I've been watching a string of movies featuring female protagonists in bleak situations lately. In Wendy and Lucy, Michelle Williams gets stranded in a small town when her car breaks down. She subsequently loses her dog, gets arrested, and can't find a way home. Actually she doesn't even have a home, so she's on the go and perpetually stuck in the same place. The movie is slow as molasses and not something I'd recommend for a Friday night laugh fest, but it was poignant and touching.

Then I watched Fish Tank, starring Katie Jarvis, who was discovered by a casting scout as she argued with her boyfriend at a train station. She's untrained but absolutely riveting throughout. It'll be interesting to see where her career goes from here. Fish Tank also featured a few of my favorite things: Cockney accents, Michael Fassbender, and a hip hop soundtrack. There's a final scene set to Nas' "Life's a Bitch" that I can assure you has never been done before. Jarvis' character is an aspiring dancer and she's got exquisite taste in rap. Her solo practices are set to Rakim and Gangstarr, among others. I almost wanted to do a full on dance movie review on Fish Tank, but it's not quite that kind of movie.

Finally, I saw Winter's Bone, nominated last year for a number of Oscars, including Best Picture. It's like Goodfellas set in the hard scrabble countryside, but from the perspective of Meadow Soprano. The genre is "country noir" apparently, and it was the most complete film of the lot. Jennifer Lawrence is going to make an amazing Katniss, if the script for Hunger Games gives her anything to work with. Lawrence has ridiculous intensity emanating from her eyes. I understand what the fuss is all about, she's amazing.

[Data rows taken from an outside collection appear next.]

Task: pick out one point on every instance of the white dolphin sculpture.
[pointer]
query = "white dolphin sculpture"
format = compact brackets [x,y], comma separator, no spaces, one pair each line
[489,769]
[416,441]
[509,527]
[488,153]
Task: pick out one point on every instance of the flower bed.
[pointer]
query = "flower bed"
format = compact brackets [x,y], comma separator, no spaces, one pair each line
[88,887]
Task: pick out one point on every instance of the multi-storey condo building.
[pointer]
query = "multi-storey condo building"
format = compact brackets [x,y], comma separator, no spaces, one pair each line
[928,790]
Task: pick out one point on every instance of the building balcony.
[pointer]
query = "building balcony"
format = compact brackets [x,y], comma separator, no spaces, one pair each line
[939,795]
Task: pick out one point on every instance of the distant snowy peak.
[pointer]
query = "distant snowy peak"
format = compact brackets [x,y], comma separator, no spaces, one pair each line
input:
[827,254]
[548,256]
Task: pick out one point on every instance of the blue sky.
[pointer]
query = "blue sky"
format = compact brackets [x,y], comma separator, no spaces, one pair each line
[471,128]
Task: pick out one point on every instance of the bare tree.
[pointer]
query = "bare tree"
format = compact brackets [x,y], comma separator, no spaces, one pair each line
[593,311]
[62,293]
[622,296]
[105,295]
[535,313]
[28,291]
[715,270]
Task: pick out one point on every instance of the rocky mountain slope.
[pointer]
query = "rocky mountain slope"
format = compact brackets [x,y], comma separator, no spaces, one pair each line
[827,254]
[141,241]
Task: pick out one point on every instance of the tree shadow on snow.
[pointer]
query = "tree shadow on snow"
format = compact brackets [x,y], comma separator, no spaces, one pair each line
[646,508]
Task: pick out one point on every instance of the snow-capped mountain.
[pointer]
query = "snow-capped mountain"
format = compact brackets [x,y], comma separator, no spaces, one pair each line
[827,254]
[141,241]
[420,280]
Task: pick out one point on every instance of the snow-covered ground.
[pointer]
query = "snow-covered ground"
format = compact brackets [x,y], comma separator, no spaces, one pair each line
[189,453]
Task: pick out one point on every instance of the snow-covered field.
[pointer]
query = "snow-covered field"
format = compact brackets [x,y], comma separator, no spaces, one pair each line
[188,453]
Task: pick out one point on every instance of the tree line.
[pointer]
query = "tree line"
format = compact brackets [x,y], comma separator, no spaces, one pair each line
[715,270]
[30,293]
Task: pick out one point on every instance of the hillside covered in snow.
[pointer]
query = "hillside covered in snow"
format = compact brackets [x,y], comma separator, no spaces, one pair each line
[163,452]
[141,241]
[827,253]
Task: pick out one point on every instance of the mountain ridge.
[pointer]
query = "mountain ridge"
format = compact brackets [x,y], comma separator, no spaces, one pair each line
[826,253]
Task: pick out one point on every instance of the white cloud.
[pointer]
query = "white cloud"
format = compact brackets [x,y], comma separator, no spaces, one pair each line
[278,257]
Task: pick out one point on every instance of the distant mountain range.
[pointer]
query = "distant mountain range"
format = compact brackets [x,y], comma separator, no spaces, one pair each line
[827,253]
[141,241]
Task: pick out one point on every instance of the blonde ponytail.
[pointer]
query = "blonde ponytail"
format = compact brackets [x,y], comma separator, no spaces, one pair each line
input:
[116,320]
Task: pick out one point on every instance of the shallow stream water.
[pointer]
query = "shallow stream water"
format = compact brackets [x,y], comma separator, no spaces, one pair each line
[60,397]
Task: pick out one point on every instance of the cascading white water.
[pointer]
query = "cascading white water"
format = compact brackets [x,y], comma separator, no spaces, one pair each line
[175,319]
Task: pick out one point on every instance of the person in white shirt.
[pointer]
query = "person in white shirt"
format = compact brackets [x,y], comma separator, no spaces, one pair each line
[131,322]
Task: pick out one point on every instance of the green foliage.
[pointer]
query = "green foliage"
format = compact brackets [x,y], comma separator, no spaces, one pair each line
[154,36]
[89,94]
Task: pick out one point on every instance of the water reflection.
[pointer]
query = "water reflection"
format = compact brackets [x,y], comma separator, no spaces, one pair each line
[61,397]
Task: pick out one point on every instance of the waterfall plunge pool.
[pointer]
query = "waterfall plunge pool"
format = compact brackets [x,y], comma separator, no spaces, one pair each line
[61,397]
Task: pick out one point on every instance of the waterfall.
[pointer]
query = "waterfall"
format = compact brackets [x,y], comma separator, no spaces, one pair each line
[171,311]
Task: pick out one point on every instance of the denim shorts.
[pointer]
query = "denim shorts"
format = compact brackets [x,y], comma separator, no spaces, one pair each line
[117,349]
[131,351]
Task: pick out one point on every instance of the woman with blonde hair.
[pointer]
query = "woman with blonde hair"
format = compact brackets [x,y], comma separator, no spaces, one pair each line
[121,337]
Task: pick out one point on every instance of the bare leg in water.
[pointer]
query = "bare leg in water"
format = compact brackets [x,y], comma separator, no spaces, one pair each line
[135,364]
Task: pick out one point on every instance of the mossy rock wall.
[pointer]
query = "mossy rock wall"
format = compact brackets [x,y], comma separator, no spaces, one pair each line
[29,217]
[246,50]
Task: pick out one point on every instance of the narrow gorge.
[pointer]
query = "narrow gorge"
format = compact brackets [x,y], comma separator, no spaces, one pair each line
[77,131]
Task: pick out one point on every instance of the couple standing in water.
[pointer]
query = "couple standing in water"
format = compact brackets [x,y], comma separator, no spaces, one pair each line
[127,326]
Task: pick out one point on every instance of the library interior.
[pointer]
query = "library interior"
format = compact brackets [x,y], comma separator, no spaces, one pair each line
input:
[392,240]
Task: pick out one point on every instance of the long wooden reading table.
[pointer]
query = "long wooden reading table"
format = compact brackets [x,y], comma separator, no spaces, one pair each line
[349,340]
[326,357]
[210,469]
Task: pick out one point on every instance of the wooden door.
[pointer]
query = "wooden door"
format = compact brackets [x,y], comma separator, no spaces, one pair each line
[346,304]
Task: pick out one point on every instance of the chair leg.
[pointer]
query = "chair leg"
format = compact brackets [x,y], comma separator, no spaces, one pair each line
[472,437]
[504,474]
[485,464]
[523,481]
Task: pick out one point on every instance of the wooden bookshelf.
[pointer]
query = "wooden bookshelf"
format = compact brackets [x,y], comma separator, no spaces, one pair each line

Themes that ran through all three: emotional desolation, forging ahead against all odds, surviving with little to no support, shitty parents, multi-layered main characters, quiet pacing, resourcefulness, strong female leads who don't talk much but radiate intelligence and determination. The following quote from The Feminist Spectator could also equally apply:

"Wendy and Lucy's script is never predictable and never sentimental. The film doesn't ask the spectator to pity the characters, but to see them instead as human beings struggling with whatever limited means they can muster, each in his or her own way. The world Wendy and Lucy paints isn't easy or kind -- it's lonely, hard, and sad, with little to remediate the economic blight and emotional benightedness the film depicts unremittingly."
All three films were directed by women and in the case of Wendy and Lucy and Winter's Bone, screenwritten by the director also. Kelly Reichardt, Andrea Arnold, and Debra Granik will be names I keep an eye on as they've created movies that are not only powerfully feminist but so much more nuanced in their portrayal of young women than anything you'd typically find. Unsurprisingly, none of these movies were in theaters for longer than two seconds. If you're looking for a female lead movie trifecta, these three aren't a bad way to go.